Quien me anunciaba esta tarde su pérdida fue el mismo que me advirtió, meses atrás, que la cornada era severa. Estaba tan afectado contándome su despedida como lo está, posiblemente, media Sevilla.
Recuerdo aquel jueves de este pasado diciembre, primer día de besamanos macareno, cuando me lo encontré en el patio de la Basílica. No sabía que sería la última vez. Nos saludamos y mientras yo esperaba a quien me anunciaba esta tarde su pérdida. Después, el destino quiso que los tres coincidiésemos hablando del Real Betis Balompié por los viejos adoquines en el camino que conduce desde el Arco a Casa Mariano.
Yo me consideraba afortunado allí, desde la tribuna del viejo mostrador de regusto rancio a Pumarejo, observando a mi amigo y al tabernero, tanto al de dentro, como al de fuera, como tomaban el pulso a esta ciudad de la mejor manera que se puede tomar en esta ciudad, con buen humor. Noté, mientras contaba cualquier cosa, la importancia de esa cornada en unos ojos que quizás, ya no volverían a ver esa plaza, ni esos adoquines macarenos, ni esas gestas que vendrán desde el Villamarín. Esos ojos no eran aquellos que llevaban la olla de caracoles desde su taberna a la Velá de su cofradía, en la carpa que se instalaba en la parte trasera de su Santa Catalina.
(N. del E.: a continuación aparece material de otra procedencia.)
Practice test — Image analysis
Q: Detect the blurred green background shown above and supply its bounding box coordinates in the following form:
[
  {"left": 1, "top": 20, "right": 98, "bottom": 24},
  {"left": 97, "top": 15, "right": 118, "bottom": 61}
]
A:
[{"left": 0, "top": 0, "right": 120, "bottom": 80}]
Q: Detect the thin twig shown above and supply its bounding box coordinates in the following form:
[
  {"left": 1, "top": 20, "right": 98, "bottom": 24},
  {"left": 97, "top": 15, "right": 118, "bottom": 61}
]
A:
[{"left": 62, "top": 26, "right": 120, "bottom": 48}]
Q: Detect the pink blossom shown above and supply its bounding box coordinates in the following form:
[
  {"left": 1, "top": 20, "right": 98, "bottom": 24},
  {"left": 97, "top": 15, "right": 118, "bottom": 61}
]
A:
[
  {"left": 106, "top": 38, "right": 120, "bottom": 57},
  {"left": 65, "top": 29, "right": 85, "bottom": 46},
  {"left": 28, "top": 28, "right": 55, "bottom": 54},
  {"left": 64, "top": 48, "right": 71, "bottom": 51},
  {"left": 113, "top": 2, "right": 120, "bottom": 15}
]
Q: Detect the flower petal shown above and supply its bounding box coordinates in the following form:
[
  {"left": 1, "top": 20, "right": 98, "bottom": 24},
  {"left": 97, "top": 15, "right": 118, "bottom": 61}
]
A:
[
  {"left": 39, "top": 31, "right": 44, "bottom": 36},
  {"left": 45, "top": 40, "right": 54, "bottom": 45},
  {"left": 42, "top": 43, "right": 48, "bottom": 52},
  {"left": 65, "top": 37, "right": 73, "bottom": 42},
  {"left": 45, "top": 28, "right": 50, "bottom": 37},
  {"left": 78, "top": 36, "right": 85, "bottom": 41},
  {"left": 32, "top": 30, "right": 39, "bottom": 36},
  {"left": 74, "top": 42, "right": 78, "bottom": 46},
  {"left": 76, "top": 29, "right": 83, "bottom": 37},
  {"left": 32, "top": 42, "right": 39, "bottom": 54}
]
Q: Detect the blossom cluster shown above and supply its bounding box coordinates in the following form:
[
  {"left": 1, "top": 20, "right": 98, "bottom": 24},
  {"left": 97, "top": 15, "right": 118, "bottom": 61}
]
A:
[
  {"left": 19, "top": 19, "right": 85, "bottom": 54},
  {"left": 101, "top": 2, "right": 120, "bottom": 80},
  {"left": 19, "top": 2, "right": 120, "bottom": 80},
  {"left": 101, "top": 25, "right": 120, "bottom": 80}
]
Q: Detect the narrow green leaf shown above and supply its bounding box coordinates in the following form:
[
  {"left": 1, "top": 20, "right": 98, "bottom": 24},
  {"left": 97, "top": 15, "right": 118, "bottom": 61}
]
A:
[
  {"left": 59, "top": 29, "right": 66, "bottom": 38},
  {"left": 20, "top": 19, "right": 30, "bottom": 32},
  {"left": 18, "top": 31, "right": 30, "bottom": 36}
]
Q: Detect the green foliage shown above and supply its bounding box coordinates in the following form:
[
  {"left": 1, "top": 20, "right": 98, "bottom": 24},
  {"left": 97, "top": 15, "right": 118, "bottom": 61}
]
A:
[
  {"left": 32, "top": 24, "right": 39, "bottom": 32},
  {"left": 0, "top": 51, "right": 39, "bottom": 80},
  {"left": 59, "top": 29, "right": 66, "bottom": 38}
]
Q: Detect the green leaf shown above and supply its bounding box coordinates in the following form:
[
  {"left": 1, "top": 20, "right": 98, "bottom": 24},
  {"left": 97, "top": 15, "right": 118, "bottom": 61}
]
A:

Nadie le cantó una saeta al armazón del paso de cristo de la Exaltación al pasar por la Plaza Rialto, salvo él, en una de esas mañanas de mudá soleadas de ambiente cofrade, Tremendo y Rinconcillo, aunque él no cantaba saetas, ya lo decía Gandía. Desde ese día supe que era único, porque esas cosas no suelen ocurrir a menudo. En una taberna de Santa Catalina ocurrían esas genialidades que desde hoy, se han quedado sin quitapesares para siempre.